The Financial Times reports that the little-known developer is interested in investing significantly in the Australian market thanks to its relatively low level of political risk, as well as its strong immigration levels.
Yangdong Xu, chief executive of Shanghai United, told the publication that many investors had been put off purchasing property in the US since Donald Trump was elected as president and view Australia as a good alternative.
The company's interest in the real estate market down under continues a growing trend for investment in Australian property from China.
Mr Xu explained: "In Beijing and Shanghai, the land acquisition is very expensive, so developers are thinking the money they pay for the land is almost the money you will get for the houses you sell later. At the moment, it is a bit risky to make decisions."

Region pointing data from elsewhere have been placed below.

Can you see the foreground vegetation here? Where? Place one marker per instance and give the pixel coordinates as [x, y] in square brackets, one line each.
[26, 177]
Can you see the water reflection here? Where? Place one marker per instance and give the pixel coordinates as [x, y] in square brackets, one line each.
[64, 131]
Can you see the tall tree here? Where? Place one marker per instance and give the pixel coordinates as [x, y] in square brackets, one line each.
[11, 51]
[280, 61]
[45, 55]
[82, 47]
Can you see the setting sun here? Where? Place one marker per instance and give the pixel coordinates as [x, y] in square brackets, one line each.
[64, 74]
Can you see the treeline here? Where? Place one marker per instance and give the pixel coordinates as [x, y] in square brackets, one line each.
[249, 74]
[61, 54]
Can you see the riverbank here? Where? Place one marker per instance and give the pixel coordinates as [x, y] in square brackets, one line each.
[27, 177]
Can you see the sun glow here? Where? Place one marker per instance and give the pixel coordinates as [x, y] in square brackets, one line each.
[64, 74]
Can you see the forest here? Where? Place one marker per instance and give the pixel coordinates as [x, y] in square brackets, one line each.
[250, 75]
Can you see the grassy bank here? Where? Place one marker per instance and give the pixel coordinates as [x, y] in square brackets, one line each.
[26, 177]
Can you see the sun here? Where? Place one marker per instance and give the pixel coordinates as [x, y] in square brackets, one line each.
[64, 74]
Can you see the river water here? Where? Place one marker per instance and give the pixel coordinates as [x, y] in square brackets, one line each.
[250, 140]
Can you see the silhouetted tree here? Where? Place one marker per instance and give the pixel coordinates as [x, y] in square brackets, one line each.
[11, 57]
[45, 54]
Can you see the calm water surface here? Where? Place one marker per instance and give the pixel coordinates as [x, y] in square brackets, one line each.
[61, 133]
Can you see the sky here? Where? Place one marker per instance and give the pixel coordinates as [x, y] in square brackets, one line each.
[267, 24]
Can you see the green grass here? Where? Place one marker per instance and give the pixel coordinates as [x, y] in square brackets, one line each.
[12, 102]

However, the economy in Australia is seen as a lot more stable, despite some speculation that the property market's boom is set to end. Yet Shanghai United's plans to invest $1 billion in the market in the near future suggest otherwise.

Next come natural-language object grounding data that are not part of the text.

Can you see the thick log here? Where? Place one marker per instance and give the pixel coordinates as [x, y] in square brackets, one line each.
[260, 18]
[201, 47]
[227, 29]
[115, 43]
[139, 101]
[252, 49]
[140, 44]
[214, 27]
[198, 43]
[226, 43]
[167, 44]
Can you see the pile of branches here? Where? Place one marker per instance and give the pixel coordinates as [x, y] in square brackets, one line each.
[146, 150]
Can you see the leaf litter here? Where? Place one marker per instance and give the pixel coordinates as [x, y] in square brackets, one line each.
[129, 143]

This investment would follow the company's purchase of an InterContinental hotel in the Double Bay area of Sydney last month, which it acquired for $130 million, cementing its place as a new key player in the Australian property market.
To date, Shanghai United has invested a total of $600 million in real estate down under, in both the residential and commercial sectors.
Mr Xu explained to the Financial Times that the $1 billion it has set aside for investing in Australia in the future will be spent over the coming decade. Indeed, he even stated that this was "a conservative prediction", suggesting that the actual total could be much higher.